The platform seemed to shift under her. She grabbed Olsen's leg.

“You're not slipping,” Olsen promised. “It's vertigo.”

“I'm going to die. I can't do this.”

“Yeah, you can,” Olsen said.

“I'm scared of heights.”

“You're connected to the cowstail. You'll be fine.” Olsen pointed to the rope bridge—the small top wire that ran above the bottom two. It was red, and impossibly thin, and Mallory's lifeline was now connected to it.

“Cross slowly,” Olsen instructed her. “Small movements. Slide across, don't step. If you slip, you'll just hang there. Take your time getting back up. You saw the ropes take Leyland's weight. They'll take yours.”

“Christ, have you done this before?”

“Counting tonight?” Olsen asked. “Once.”

“Oh, shit.”

“Language,” Olsen warned her.

“Language? I'm about to die here and you tell me ‘language'?”

“Let's go. I'll help you up.”

Mallory knew her fingers were leaving permanent gouge marks on Olsen's arms, but Olsen didn't complain.

She coaxed Mallory to the platform edge, said encouraging things Mallory couldn't even register as words, and somehow got her to step out over nothing.

“Good!” Olsen said. “Slow—just take it slow.”

The rain was worse now—needling her face, reducing her vision to nothing. She slid one foot out on the bottom rope. The feeling was like a trampoline, only worse. Every vibration in the line was an earthquake.

She knew the others were watching her—the black levels, Olsen, Leyland, Hunter.

Mallory wanted to do well. She took another step, exhaled, the cord cutting into her soles.

“Good!” Olsen told her. “Your right hand. Just slide it out a little. Now the left.”

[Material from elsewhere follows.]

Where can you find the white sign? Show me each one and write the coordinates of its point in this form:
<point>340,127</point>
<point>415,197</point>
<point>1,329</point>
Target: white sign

Mallory measured her progress by inches, memorizing the feel of the cord, the braid pattern under her hands. Olsen's voice was the only thing keeping her heart beating.

About halfway across, just when she was feeling like she might make it, she stepped wrong. The rope slipped from under her foot and the world did a mad pirouette on a floodlight. Mallory found herself hanging, unable to find the lines, the river twisting and churning below, hungrily waiting to swallow her.

She was too terrified even to scream.

“It's okay!” Olsen shouted. “It's okay. The foot line is right next to you.”

“Where?”

“Right hand. Extend it.”

Mallory tried, but she was still swaying in the void. Her hand found nothing but air and rain. She saw Olsen on the platform above her. Then the rope turned and Mallory was looking at Leyland in the opposite tree, his face stern. He was gesturing for her to come on.

Mallory extended her hand again, found a cord.

“Good!” Olsen yelled. “Now slowly—take your time. Put—”

There was a sound like Velcro ripping, and Mallory dropped a millimeter, the pit of her stomach threatening to yank out the bottom of her shoes.

“What—what was that?” she yelled.

Olsen's voice—for a terrible half second—wasn't there.

“Mallory, other hand,” she called, the new urgency in her voice making Mallory's joints freeze. “Both hands on the line. Now.”

Mallory tried, but her arms wouldn't obey her. The rain stung her eyes. She swung and saw Leyland, his face now pale.

“Mallory!” Olsen shouted again. “You need to get back up.”